Meningkatnya tren pencarian jajanan sehat yang terjangkau dipengaruhi oleh dua faktor utama. Pertama, masyarakat semakin memahami pentingnya menjaga daya tahan tubuh melalui pola makan yang lebih baik. Kedua, kondisi ekonomi pasca pandemi membuat konsumen lebih selektif dalam membelanjakan uang. Akibatnya, mereka mencari makanan yang tidak hanya bergizi, tetapi juga memiliki harga yang sesuai dengan kemampuan daya beli.

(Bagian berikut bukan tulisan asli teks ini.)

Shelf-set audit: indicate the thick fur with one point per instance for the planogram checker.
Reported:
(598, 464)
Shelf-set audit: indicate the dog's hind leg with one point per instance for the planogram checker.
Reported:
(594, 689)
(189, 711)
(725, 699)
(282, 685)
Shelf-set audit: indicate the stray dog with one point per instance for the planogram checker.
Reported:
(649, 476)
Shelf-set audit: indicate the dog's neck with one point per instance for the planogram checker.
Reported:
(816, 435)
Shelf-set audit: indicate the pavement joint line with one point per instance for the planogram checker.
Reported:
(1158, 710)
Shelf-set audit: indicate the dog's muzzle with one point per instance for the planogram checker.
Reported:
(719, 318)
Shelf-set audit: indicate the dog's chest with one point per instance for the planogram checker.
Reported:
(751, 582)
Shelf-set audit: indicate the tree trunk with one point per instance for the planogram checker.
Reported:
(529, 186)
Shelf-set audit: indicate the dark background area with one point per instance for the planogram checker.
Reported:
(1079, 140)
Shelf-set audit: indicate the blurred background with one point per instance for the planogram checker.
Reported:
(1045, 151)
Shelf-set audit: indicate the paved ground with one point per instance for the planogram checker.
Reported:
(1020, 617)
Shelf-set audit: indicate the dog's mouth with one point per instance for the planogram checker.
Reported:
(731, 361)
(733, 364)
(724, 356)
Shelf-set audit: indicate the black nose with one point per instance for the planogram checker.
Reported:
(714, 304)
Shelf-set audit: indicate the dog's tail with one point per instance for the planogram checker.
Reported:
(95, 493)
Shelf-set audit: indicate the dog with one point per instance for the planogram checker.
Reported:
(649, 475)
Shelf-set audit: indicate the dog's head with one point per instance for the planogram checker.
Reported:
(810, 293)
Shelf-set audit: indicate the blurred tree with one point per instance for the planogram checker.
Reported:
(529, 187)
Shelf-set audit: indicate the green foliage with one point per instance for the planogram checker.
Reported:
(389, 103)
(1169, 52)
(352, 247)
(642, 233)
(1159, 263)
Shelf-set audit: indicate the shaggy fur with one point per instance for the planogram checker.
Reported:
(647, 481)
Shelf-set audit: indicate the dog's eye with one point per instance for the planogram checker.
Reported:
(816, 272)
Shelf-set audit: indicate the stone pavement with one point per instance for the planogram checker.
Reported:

Dalam konteks Indonesia, peluang ini sangat besar karena tersedia banyak bahan pangan lokal yang murah dan bergizi, seperti tempe, tahu, sayuran, jagung, ubi, dan singkong. Bahan-bahan tersebut dapat diolah menjadi berbagai jajanan sehat dengan harga yang jauh lebih terjangkau dibandingkan produk kesehatan impor atau makanan plant-based premium. Artinya, transisi menuju pola makan sehat sebenarnya dapat dilakukan tanpa meningkatkan beban pengeluaran masyarakat.
Namun, tantangan yang masih dihadapi adalah persepsi bahwa makanan sehat selalu mahal dan kurang mengenyangkan. Selain itu, promosi makanan cepat saji yang masif sering kali lebih menarik perhatian konsumen dibandingkan jajanan sehat. Oleh karena itu, edukasi mengenai manfaat gizi, inovasi rasa, serta strategi pemasaran yang menarik menjadi faktor penting agar makanan sehat semakin diterima oleh berbagai kalangan.

Secara keseluruhan, meningkatnya pencarian alternatif jajanan sehat yang terjangkau mencerminkan perubahan pola konsumsi masyarakat Indonesia pascapandemi. Tren ini bukan sekadar perubahan selera, melainkan bagian dari transformasi menuju gaya hidup yang lebih sadar kesehatan tanpa mengabaikan kondisi ekonomi. Jika didukung oleh inovasi produk, pemanfaatan bahan pangan lokal, dan edukasi yang tepat, tren ini berpotensi memperkuat ketahanan pangan, meningkatkan kesehatan masyarakat, sekaligus menciptakan peluang ekonomi baru bagi industri kuliner nasional.